On Tuesday, O’Dell stood poised and confident in front of an auditorium filled with her Chatfield High School peers as she candidly explained her life’s greatest struggle — bulimia, an eating disorder that is “characterized by a secretive cycle of binge eating followed by purging.”

Diagnosed in September of her sophomore year, she was hospitalized three months later because of a dangerously low heart rate of 32 beats per minute.

“I was at risk of heart failure, and I didn’t even know it. I could’ve died on the court, in this school, in the gym,” O’Dell explained to more than 1,000 peers throughout the day’s six sessions.

“I do not want people to have to go down the path that I went down,” O’Dell said.

With the help of school administrators and Children’s Hospital Colorado, which is where she was treated, O’Dell organized a week-long awareness campaign in her school to coincide with National Eating Disorders Awareness Week.

“I don’t know anything like this, honestly, in the state,” said Jennifer Hagman, a doctor in the eating-disorder program at Children’s Hospital.

Anorexia nervosa — a self-starvation disorder — has the highest mortality rate of any mental disease — and teens ages 16 to 18 are the highest-risk population for developing a disorder, said Hagman.

What began as a goal to eat healthier gradually spiraled into O’Dell’s all-consuming obsession.

“My personality changed,” O’Dell said. “I became this vicious, mean person.”

O’Dell’s parents brought her to Children’s on Dec. 7, 2009, for what she thought was a routine checkup. After the eating-disorder specialists determined the seriousness of her condition, O’Dell spent the next seven days under constant hospital observation. She spent several months more under specialized outpatient care.

“I was a mess, to be honest. It’s probably one of the hardest things I’ve ever done in my entire life, and it will probably be one of the hardest things I ever do,” O’Dell said.

O’Dell’s courage opened pathways for others to share experiences.

Sarah Suzuki, also a senior at Chatfield, spoke about her battle with anorexia.

“You have to find something else that you love more than the eating disorder,” Suzuki said.

This was a key point that Hagman highlighted for those struggling.

“Someone with an eating disorder doesn’t really want to eat more or exercise less … so you’ve got to have something, a motivating reason, dragging you over that hill,” Hagman said.

Often associated with young women, eating disorders can strike any gender, age or personality.

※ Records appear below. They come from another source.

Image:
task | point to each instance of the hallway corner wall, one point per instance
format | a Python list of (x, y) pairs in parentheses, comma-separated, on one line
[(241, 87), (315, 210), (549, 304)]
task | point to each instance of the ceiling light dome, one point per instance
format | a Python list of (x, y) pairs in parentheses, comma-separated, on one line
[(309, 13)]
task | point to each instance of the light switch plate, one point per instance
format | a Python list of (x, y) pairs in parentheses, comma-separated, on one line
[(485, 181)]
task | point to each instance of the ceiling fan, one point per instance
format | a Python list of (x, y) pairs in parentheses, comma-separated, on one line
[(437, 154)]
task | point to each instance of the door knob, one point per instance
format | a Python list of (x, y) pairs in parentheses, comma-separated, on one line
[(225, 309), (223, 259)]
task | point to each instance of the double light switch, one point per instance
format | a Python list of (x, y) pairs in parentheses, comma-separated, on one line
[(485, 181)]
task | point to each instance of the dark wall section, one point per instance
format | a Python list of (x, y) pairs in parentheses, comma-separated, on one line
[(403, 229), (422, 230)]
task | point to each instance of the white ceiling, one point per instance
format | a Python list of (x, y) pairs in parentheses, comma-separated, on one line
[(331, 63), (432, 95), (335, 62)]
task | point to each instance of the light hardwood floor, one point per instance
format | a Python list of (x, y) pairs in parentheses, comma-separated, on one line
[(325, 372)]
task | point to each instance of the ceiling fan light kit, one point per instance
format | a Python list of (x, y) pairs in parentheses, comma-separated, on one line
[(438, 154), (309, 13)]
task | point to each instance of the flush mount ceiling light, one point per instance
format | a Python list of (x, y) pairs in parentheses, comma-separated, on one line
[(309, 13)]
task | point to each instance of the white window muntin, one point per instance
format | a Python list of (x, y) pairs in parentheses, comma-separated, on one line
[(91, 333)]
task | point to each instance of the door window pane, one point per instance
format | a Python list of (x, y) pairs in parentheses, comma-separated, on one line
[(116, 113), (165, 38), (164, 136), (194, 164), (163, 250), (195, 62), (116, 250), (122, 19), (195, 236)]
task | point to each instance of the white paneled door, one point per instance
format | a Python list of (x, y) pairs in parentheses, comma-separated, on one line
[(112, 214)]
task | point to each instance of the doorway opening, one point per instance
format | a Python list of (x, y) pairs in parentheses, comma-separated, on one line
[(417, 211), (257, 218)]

The focus of Tuesday’s sessions, as well as of Thursday night’s open community forum, was identifying for students and parents the “red flags.”

“These are really outstanding students, often the school’s top students, who get hit with eating disorders,” Hagman said.

“If you have that high-achieving, high-striving athlete, watch out because this can happen,” O’Dell said.

Researchers say 10 to 15 percent of eating disorders strike men, but Hagman sees that number growing, as is the number of young children affected.

“The medical risks really grow the longer you’ve had the illness. If you get beyond that two-year mark, your chances of reversing medical impacts is really getting lower,” Hagman said.

O’Dell says her eating disorder used to control her and that now she’s in control, but it still lingers.

“Each day, (it) gets farther and farther back in my head,” O’Dell said, “but I don’t know if it will ever really leave, because we have memories.”